El presidente Ollanta Humala acaba de cumplir tres de los cinco años de gobierno en medio de un proceso plagado de luces y sombras.
Sus tenaces opositores, como lo vienen haciendo desde antes de su llegada al poder, anuncian cada día la catástrofe inminente, el hundimiento del país, el fin de los tiempos, gracias a su actitud muchas veces timorata frente a graves problemas nacionales, el excesivo protagonismo de su esposa en las decisiones gubernamentales, su zigzagueante opinión en temas cruciales como derechos humanos, medio ambiente o la unión entre personas del mismo sexo así como la imposibilidad de crear un sólido gabinete y bloque político en el Congreso.
Para sus seguidores, por el contrario, Humala ha mantenido sus promesas, manteniendo incólume la democracia, la libertad de prensa, fortaleciendo los programas sociales, reduciendo considerablemente la pobreza, ampliando la infraestructura. Todo esto sin que tuviera que enfrentar graves casos de corrupción, como ocurrió en los tres gobiernos precedentes.
¿El vaso medio lleno o medio vacío? Difícil encontrar una respuesta imparcial en un país multicultural, tan fragmentado y donde la política se ha convertido, desde hace algunos años, en una suerte de río infestado de pirañas.
Si nos llevamos apenas por las cifras macroeconómicas, el crecimiento durante Humala ha proseguido por encima del promedio de otras naciones latinoamericanos, aunque no a la velocidad de sus predecesores.
Durante los primeros dos años, Humala esgrimía orgulloso el crecimiento económico con cifras superiores al 5 por ciento anual, pero ahora el panorama nacional e internacional son completamente diferentes con la caída abrupta en la exportación de los minerales por el enfriamiento de la economía china.
La paulatina ralentización de la economía es ya tan evidente que hasta el propio gobierno ha tenido que reconocerla y algunos ya hablan del fin del “milagro peruano” en relación al ciclo de crecimiento nacional que se arrastra por casi dos décadas.
Sin embargo, el mandatario ha mantenido en su puesto al ministro de Economía y Finanzas, Luis Miguel Castilla, uno de los pocos colaboradores cercanos que lo acompañan desde su asunción de mando. Castilla es un funcionario ortodoxo que equipara frecuentemente la buena gestión económica con el tamaño de las reservas monetarias del país.
Algunos gremios de trabajadores lo culpan por la negativa del gobierno a incrementar sus salarios y los economistas heterodoxos le atribuyen el enfriamiento a su férrea decisión a guardar celosamente bajo siete llaves la bóveda fiscal.
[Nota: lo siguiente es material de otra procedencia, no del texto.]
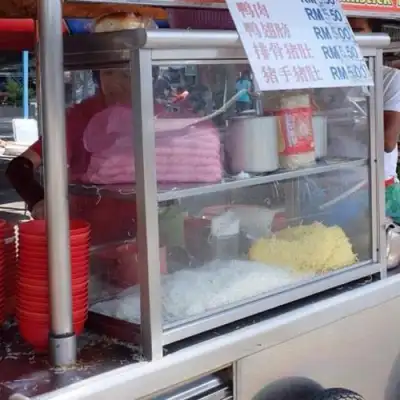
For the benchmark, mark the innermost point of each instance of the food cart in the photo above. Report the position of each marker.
(328, 331)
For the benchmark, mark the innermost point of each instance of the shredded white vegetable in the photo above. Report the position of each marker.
(191, 292)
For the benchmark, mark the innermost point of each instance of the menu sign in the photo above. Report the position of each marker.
(299, 44)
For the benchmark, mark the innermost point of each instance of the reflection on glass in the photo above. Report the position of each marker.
(222, 244)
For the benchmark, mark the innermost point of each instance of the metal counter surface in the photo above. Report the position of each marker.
(31, 375)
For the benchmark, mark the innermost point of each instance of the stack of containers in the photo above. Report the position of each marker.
(3, 226)
(33, 312)
(10, 251)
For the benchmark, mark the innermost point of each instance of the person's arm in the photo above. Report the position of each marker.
(391, 114)
(21, 174)
(21, 170)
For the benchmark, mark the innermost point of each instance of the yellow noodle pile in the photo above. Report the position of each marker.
(313, 248)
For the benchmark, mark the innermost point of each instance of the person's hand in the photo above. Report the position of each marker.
(38, 210)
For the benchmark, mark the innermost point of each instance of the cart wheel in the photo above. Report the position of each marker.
(338, 394)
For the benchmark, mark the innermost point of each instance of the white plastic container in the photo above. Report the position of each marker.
(252, 144)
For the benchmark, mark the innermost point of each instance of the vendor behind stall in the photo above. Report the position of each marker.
(114, 89)
(391, 106)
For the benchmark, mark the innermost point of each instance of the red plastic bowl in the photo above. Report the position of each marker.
(76, 267)
(40, 291)
(77, 314)
(42, 274)
(28, 306)
(24, 279)
(25, 305)
(38, 227)
(28, 259)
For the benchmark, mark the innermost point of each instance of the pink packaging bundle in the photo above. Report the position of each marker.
(185, 152)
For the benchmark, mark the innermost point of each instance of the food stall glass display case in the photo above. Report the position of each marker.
(250, 207)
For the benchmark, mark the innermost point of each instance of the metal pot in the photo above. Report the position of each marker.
(392, 245)
(320, 131)
(252, 144)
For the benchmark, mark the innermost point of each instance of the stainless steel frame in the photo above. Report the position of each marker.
(142, 49)
(147, 214)
(376, 164)
(144, 379)
(62, 337)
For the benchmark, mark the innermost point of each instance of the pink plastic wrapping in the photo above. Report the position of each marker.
(184, 152)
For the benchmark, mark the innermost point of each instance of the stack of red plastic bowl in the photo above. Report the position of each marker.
(10, 252)
(32, 312)
(3, 226)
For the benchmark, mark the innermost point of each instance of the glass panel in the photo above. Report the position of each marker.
(96, 180)
(257, 191)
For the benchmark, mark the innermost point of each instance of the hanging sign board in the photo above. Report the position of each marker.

Pero este 28 de julio, fecha del aniversario nacional y del tradicional mensaje a la nación, Humala parece haber decidido dar un giro y poner el pie en el acelerador, tras enfrentar paupérrimas cifras en los últimos tres meses y proyecciones que la economía peruana no crecerá este año por encima del 4,3 por ciento.
Así anunció, en su discurso, la ampliación de diversos programas sociales para lograr que la pobreza se reduzca al 15 por ciento en el 2016, un incremento de sueldos y salarios, la realización y conclusión de una serie de grandes obras públicas, mejoras en la educación pública y otras medidas para promover la inversión privada con la evidente intención de aumentar la demanda interna ante un mercado externo cada vez más esquivo.
El ministro de la Producción, Piero Ghezzi, aseguró que, con las nuevas medidas, el país retomará su velocidad de crucero y crecerá los próximos años entre 7 y 8 por ciento anual.
La realidad se encargará de demostrar en un futuro no muy lejano si se trata apenas de un exceso de optimismo o la constatación que Humala alcanzó, finalmente, el síndrome de la madurez, aquel que obtienen los gobernantes solo con el paso de los años y la experiencia.